El punto impreciso detona la estupefacción solidaria, el suspiro ruidoso y el principio de pánico. Este punto es mediación entre la memoria, o la imaginación, y la experiencia y a su vez el lugar ilocalizable entre escritura y vida. Algo hay de aterrador en el momento detonado por ese punto impreciso. Más allá del miedo y la diferencia que puedan generar luego los sucesos venideros en la narración, la muerte de todos los marineros excepto del narrador, la orgía y antropofagia de los indígenas, el regreso a España, la falsedad de la vida monacal y artística y el placer humilde de vivir en familia y escribir, algo hay que afecta en desmesura en las primeras páginas de El entenado. El terror, el miedo, o el afecto, está siempre en los huecos, en los agujeros, los puntos imprecisos que parecen alejar al que observa de sí mismo y al mismo tiempo acercarlo a otra cosa diferente de sí mismo. Estos puntos están por toda la narración. El capitán incluso luego de su resoplido continúa obsesionado, atosigado, casi, por estos puntos. Un día mientras cenaban, su mirada “permanecía fija en el pescado y, sobre todo, en el ojo único y redondo que la cocción había dejado intacto y que parecía atraerlo, como una espiral rojiza y giratoria capaz de ejercer sobre él, a pesar de la ausencia de vida, una fascinación desmesurada” (25). 

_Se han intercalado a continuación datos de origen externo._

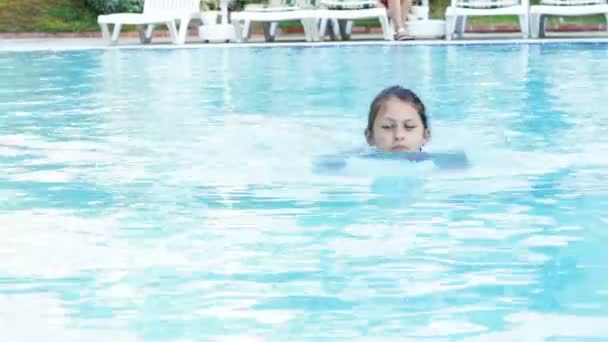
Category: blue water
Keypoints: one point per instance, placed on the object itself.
(169, 195)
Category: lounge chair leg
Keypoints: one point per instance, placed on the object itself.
(267, 34)
(343, 24)
(542, 25)
(247, 30)
(238, 32)
(323, 28)
(172, 31)
(184, 23)
(105, 32)
(144, 38)
(313, 29)
(386, 28)
(524, 25)
(273, 29)
(335, 30)
(116, 33)
(533, 25)
(150, 32)
(450, 27)
(461, 23)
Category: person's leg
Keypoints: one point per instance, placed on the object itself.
(396, 13)
(406, 6)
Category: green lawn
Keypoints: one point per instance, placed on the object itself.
(75, 16)
(46, 16)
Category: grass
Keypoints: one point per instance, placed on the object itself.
(46, 16)
(76, 16)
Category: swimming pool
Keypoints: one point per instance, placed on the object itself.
(169, 194)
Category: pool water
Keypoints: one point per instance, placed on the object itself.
(170, 195)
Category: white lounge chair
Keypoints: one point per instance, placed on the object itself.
(270, 16)
(539, 13)
(456, 14)
(156, 12)
(341, 14)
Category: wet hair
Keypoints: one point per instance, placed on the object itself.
(399, 93)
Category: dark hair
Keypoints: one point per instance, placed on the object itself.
(400, 93)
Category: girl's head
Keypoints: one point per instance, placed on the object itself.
(397, 121)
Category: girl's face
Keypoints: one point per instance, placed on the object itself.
(398, 127)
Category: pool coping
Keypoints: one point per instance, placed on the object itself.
(75, 44)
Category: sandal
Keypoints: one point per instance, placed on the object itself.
(402, 35)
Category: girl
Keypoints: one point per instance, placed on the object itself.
(397, 121)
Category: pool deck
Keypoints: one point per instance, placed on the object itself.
(87, 43)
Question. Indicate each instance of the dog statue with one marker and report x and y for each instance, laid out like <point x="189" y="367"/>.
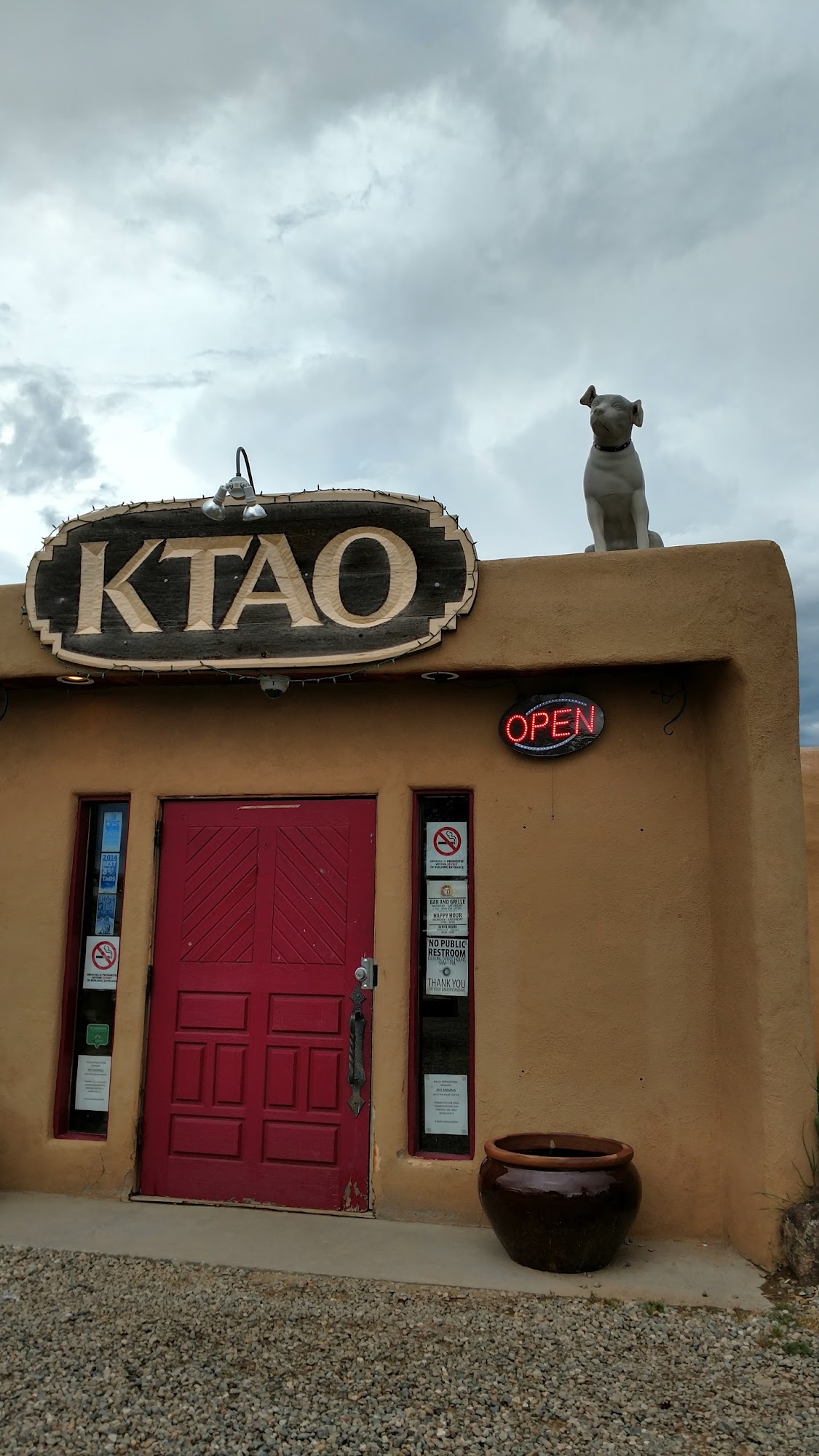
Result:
<point x="612" y="484"/>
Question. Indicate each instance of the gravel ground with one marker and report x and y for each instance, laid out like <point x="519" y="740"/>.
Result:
<point x="119" y="1355"/>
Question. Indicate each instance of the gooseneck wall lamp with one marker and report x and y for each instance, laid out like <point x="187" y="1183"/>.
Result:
<point x="238" y="490"/>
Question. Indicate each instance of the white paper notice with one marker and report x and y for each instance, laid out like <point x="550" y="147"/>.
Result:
<point x="103" y="963"/>
<point x="448" y="908"/>
<point x="446" y="848"/>
<point x="448" y="966"/>
<point x="446" y="1106"/>
<point x="94" y="1081"/>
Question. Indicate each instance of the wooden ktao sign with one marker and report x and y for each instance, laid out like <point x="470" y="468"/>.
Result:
<point x="328" y="579"/>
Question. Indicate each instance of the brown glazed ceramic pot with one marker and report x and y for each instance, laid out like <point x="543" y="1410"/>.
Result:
<point x="560" y="1202"/>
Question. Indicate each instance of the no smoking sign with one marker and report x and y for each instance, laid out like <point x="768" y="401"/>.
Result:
<point x="103" y="963"/>
<point x="446" y="848"/>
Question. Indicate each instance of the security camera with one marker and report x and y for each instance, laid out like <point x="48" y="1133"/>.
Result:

El punto impreciso tantas veces mencionado en la novela no es un vacío. Al menos no un vacío en el sentido en que aquello que es abismal es habitado por la nada. Este punto es precisamente el que regula el arco narrativo, es el lugar sin el que la escritura perdería su trazo y la vida su fuerza, su curva y progresión, un límite que garantiza el movimiento de las cosas. El narrador comenta luego de describir con nitidez los vaivenes de la orgía y la embriaguez de los indígenas “ahora, sesenta años después, en que la mano frágil de un viejo, a la luz de una vela, se empeña en materializar, con la punta de la pluma, las imágenes que le manda, no se sabe cómo, ni de dónde, ni por qué, autónoma, la memoria” (61). El punto impreciso es, entonces, el límite de la memoria frente a una experiencia desbordada que exige su materialización. Aquellos años que excedieron toda experiencia forzaron el nacimiento del narrador en el nuevo mundo (41). En esos años su memoria sobre el viejo mundo se borró, bastaba una acumulación de vida que desplazó la memoria para que el cuerpo se acostumbre a otras cosas. De regreso al viejo mundo el proceso se repite, pero ahora, la acumulación de memoria desplaza la experiencia. Las tardes que consagra el viejo narrador a su escritura son ahora un punto impreciso desde donde memoria y experiencia se desbordan mutuamente dejando trazos en las páginas que leemos.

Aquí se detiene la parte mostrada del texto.